In considerazione di quanto premesso, il budget annuale sul quale le strutture di diritto privato possono contare, deve ovviamente garantire sia l’efficienza del servizio che l’ottenimento di una quota ricavi, che consenta alle strutture i necessari investimenti in tecnologia e formazione, che mantengano elevati i livelli dell’offerta sanitaria, e permettano di conseguire, al contempo, l’equilibrio economico-finanziario, che è il presupposto per la loro sopravvivenza.

Ecco perché l’emendamento che chiede l’applicazione, anche, ai soggetti di diritto privato del CCNL di categoria sottoscritto dalle Associazioni sindacali maggiormente rappresentative nell’ambito del SSN, non tiene conto del fatto che tra la componente di diritto pubblico e quella di diritto privato non vi è una piena ed effettiva concorrenzialità, dal momento che non sono poste in condizioni operative, tecniche e finanziarie di pari livello.

In altri termini, il contesto nel quale operano le due componenti, è di “quasi mercato” o di “concorrenza imperfetta”, poiché gli erogatori di diritto pubblico operano senza limiti di volumi di prestazione e con un sistema di remunerazione a costi (il cosiddetto a pie’ di lista), indipendentemente dalle prestazioni effettuate.

Va, inoltre, evidenziato come esista già uno strumento che garantisce una corretta determinazione del costo del lavoro, nel pieno rispetto della dignità e delle competenze dei lavoratori: quello della contrattazione collettiva della sanità di diritto privato.
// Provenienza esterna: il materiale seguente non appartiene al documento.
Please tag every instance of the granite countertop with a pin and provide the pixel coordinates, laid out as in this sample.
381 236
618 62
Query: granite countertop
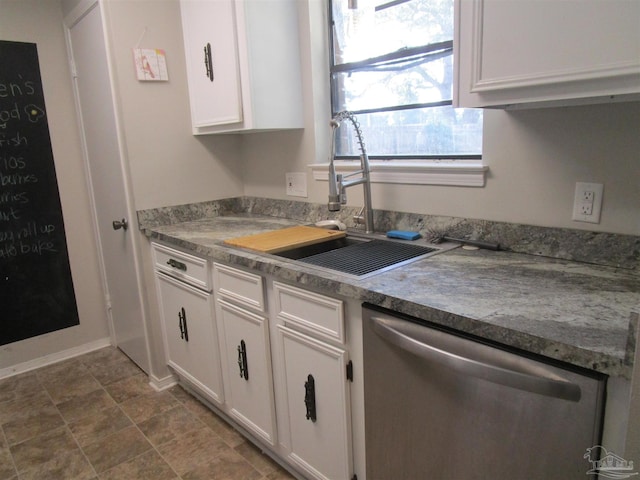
578 313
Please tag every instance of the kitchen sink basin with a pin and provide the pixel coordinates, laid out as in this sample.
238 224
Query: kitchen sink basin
359 257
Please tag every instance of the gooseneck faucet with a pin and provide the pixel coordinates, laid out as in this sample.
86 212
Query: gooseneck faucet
339 183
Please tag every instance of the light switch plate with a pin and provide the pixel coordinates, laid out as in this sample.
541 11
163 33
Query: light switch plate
296 184
587 202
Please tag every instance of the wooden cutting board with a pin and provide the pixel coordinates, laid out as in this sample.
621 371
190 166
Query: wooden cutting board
285 239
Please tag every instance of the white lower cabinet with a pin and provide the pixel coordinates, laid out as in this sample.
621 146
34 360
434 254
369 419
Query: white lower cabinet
279 353
248 367
317 394
190 339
Strumento, va evidenziato, che anche la Giurisprudenza ha utilizzato: le tariffe salariali dei contratti collettivi della categoria sono il parametro di riferimento della giusta retribuzione (Cassazione 3 dicembre 2003, n. 18601; Cassazione 8 agosto 2000 n. 10465; Cassazione 15 giugno 1998 n. 5965), a conferma del loro valore.
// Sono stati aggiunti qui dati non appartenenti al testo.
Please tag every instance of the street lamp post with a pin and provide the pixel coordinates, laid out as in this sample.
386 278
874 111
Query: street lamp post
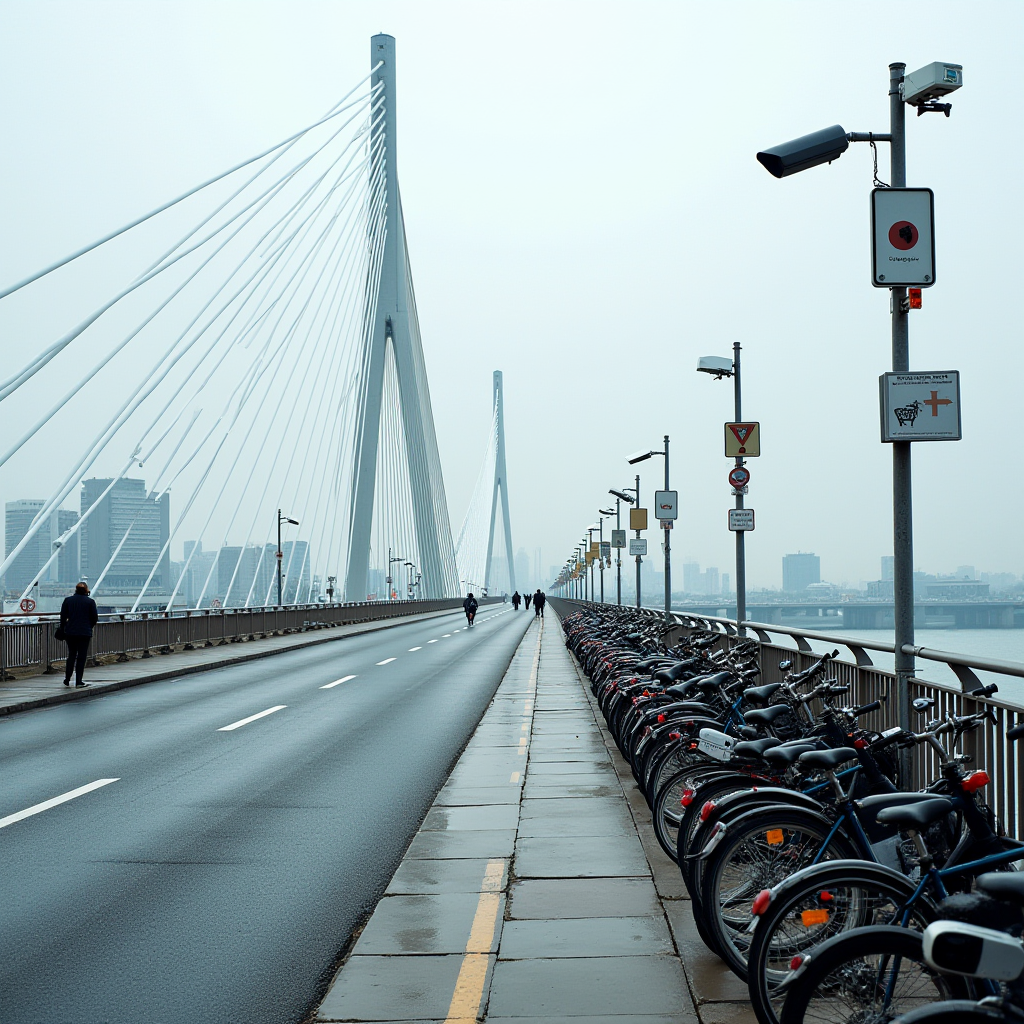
281 553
La proposta emendativa in materia di equiparazione di remunerazione, dunque, non solo muove da un presupposto sbagliato ma introduce, altresì, una disposizione che si pone in contrasto con l’art. 41 della Costituzione, ai sensi del quale “L'iniziativa economica privata è libera. Non può svolgersi in contrasto con l'utilità sociale o in modo da recare danno alla salute, all'ambiente, alla sicurezza, alla libertà, alla dignità umana”.

La codificazione del principio auspicato dall’emendamento che contestiamo, ponendo nel nulla le previsioni della contrattazione collettiva, conseguirebbe, invero, un risultato opposto a quello teoricamente da raggiungere: le strutture di diritto privato si vedrebbero preclusa, in ragione di una preventivabile, sopravvenuta, maggior onerosità del costo del lavoro, di poter accedere alle prestazioni in accreditamento, danneggiando così l’intero comparto del SSN, il quale riesce a garantire l’assistenza generalizzata alla popolazione proprio grazie all’apporto fornito dalla componente di diritto privato del SSN.

Come operatori di diritto privato del SSN, siamo fieri di concorrere alla realizzazione di un altissimo interesse pubblico, universale e solidale, qual è il diritto alla salute.

Ci troviamo costretti, però, a ricordare al decisore politico che, in quanto componente di diritto privato, siamo noi a farci carico di tutti i costi aziendali, dal costo del personale alla gestione della struttura, degli investimenti, della formazione, della ricerca e innovazione: tutte esigenze che debbono essere ben ponderate per mantenere quell’equilibrio economico che ci consente di essere componente essenziale, de iure et de facto, del Servizio Sanitario Nazionale, per garantire ogni giorno ai cittadini prestazioni sanitarie puntuali, efficaci ed efficienti.